El Espíritu Santo es la gran necesidad que tenemos todos los seres humanos y toda la humanidad entera en su conjunto. Jesucristo sopló sobre sus discípulos, también sobre nosotros, no tanto para que llegáramos a ser unas buenas gentes, sino para que fuéramos sus enviados, como lo escuchamos en el evangelio de hoy, sí para que lleváramos ese Espíritu a todo el mundo. ¿Cómo puede este mundo transformarse profundamente en la creación que Dios ha querido desde el principio? Sólo con la fuerza, con la luz, con la vitalidad de su santo Espíritu. Estamos en un paso intermedio en este proceso prolongado de la creación, Dios quiere recrearnos pero nos resistimos, nos aferramos a lo nuestro. Dios quiere hacernos seres del Espíritu, hombres y mujeres del Espíritu.

¿Nos imaginamos cómo será esta humanidad cuando todos nos dejemos impregnar y conducir por el Espíritu de Dios?

Sería de mucho provecho para nuestra espiritualidad y para nuestra labor apostólica, que cada uno de nosotros hiciera un repaso del evangelio según san Juan (o en los cuatro evangelios) sobre el rastro del Espíritu en el ministerio de Jesús; desde el capítulo primero, con el testimonio de Juan: "Juan dio testimonio diciendo: He visto al Espíritu que bajaba como una paloma del cielo y se quedaba sobre él” (Juan 1,32); pasando por el diálogo de Jesús con un hombre muy religioso, Nicodemo, en el capítulo 3: "Lo nacido de la carne, es carne; lo nacido del Espíritu, es espíritu. No te asombres de que te haya dicho: Tienen que nacer de lo alto.

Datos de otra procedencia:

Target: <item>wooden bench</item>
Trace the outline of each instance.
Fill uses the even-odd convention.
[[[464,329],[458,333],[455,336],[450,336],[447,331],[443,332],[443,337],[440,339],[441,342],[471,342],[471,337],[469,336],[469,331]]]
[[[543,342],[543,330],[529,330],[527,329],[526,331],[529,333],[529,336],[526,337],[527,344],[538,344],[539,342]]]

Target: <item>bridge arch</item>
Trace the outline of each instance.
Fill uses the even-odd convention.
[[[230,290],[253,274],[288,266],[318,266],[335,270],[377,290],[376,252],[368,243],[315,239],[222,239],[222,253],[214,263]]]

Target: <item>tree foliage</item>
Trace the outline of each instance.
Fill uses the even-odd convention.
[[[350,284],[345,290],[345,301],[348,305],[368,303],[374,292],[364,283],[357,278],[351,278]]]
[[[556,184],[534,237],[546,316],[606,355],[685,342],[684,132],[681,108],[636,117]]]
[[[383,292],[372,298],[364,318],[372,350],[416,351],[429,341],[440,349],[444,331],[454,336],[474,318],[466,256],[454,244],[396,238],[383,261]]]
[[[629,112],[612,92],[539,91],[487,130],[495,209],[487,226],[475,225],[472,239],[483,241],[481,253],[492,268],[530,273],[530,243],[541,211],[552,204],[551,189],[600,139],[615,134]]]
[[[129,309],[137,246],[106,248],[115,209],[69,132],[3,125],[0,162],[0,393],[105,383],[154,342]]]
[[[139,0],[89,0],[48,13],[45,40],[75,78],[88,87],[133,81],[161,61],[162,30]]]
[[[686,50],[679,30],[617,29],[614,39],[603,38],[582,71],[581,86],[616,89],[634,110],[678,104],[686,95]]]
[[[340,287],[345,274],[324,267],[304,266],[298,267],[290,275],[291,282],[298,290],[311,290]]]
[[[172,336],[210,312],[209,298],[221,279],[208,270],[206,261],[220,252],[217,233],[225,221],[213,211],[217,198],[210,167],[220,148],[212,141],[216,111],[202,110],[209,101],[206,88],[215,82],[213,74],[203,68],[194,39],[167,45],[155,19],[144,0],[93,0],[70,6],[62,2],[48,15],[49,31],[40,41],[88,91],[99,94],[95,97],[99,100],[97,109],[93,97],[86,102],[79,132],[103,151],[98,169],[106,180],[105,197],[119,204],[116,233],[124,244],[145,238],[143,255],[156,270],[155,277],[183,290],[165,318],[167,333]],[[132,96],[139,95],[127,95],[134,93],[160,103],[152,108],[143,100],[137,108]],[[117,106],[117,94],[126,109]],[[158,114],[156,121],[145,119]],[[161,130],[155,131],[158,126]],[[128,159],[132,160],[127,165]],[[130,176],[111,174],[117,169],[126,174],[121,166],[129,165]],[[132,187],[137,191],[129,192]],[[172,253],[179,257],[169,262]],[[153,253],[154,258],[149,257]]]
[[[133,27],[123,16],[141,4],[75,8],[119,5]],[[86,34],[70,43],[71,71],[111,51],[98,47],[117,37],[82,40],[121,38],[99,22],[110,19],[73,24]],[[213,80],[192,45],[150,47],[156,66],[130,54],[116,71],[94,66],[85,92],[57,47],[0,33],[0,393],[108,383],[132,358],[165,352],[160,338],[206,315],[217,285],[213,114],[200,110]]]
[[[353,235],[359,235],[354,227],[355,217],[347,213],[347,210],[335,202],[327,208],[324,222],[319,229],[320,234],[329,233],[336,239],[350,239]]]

El viento sopla donde quiere, y oyes su voz, pero no sabes de dónde viene ni a dónde va. Así es todo el que nace del Espíritu” (Juan 3,6-8); hasta llegar a la última Cena: "Pero el Paráclito, el Espíritu Santo, que el Padre enviará en mi nombre, les lo enseñará todo y les recordará todo lo que yo les he dicho” (Juan 14,26).

A la familia del Prado nos haría bien repasar las páginas fantásticas, antes de que aparecieran los modernos movimientos carismáticos protestantes y después católicos, que nos dejó el padre Chevrier en el Verdadero Discípulo: "Renunciar al propio espíritu” (págs. 205 a 234).